Necessary or not, the results at the polls mean the Liberals lost two seats in the province – including one held by a prominent member of federal cabinet.
The riding of Cumberland-Colchester County returned to its traditional Tory roots, with Liberal incumbent Lenore Zann defeated by family doctor Stephen Ellis.
Healthcare had been a key issue in the provincial election, and Dr.
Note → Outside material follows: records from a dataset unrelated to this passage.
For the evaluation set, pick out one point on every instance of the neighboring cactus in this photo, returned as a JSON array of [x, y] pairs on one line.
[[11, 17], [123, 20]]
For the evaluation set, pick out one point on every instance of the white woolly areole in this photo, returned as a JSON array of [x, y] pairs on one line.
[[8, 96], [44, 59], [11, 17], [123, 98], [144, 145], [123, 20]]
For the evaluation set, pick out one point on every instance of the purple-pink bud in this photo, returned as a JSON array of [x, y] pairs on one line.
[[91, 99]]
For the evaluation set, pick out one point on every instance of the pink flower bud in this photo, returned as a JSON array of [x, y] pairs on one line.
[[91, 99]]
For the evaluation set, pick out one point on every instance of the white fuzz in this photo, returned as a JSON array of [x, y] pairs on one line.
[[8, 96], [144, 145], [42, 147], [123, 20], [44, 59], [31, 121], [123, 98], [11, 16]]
Ellis said at his campaign event election night that he heard those concerns during his campaign.
"People are tired of not having a family physician and we know that primary care backs up our emergency rooms and backs up our ambulance service as well," he says.
But political science professor Tom Bickerton doesn't think the Conservative's platform on healthcare was the deciding factor.
Bickerton says the Conservative win in Cumberland-Colchester was likely more about appealing to the area's well-established Tory base.
"This time out, they had a leader who's more centrist," says Bickerton, "it made those traditionally progressive voters more comfortable voting CPC."
The other riding that went blue is South Shore-St.Margaret's, which had been held by Bernadette Jordan.
Bickerton believes her handling as federal fisheries minister of the ongoing conflict over the Mi'kmaw treaty fishery likely contributed to her defeat by CPC candidate Rick Perkins.
The chief of Sipekne'katik First Nation, Chief Mike Sack, has often been at odds with Jordan and the department over just how much control Ottawa and the DFO should have over indigenous fishing activities.
While Chief Sack says he doesn't like to see Jordan lose her job, he is looking forward to a new fisheries minister.
"Hoping that it's somebody from like central Canada," he says, "who has an unbiased opinion and can work with us."
In Halifax, the federal NDP had high hopes in its candidate, former provincial NDP MLA Lisa Roberts.
But in what was a tight race that ran into the early morning hours of Tuesday, Roberts had to concede to re-elected Liberal MP Andy Fillmore.
Fillmore says the work of the still-minority Liberal government will now continue.
"We're not through with this pandemic yet," Fillmore told CTV News from his election headquarters Monday night, "and we're not done getting big ticket items across the threshold like ten dollar a day daycare."
In the Cape Breton riding of Sydney-Victoria - the province's only indigenous MP retained his seat as well.
Jaime Battiste beat out Conservative Eddie Orrell by 1,124 votes.
While the PPC candidate brought in more than that, at 1,173 votes, Orrell doesn't think a split vote on the right was a factor.
"I don't know what happened," says Orrell by phone while taking down his election signs in New Waterford after he says he and his team knocked on more than 20,000 doors on the campaign trail.
"The PPC vote I don't think was an influence in this campaign, I didn't hear that on the doors. I didn't hear that was going to be a factor in my campaign."
With eight Liberals and three Conservatives heading to Ottawa on behalf of Nova Scotia, Bickerton says the province is "into a more 'normal' distribution of political power" – which he says is a good thing, when it comes to representing the views and values of voters.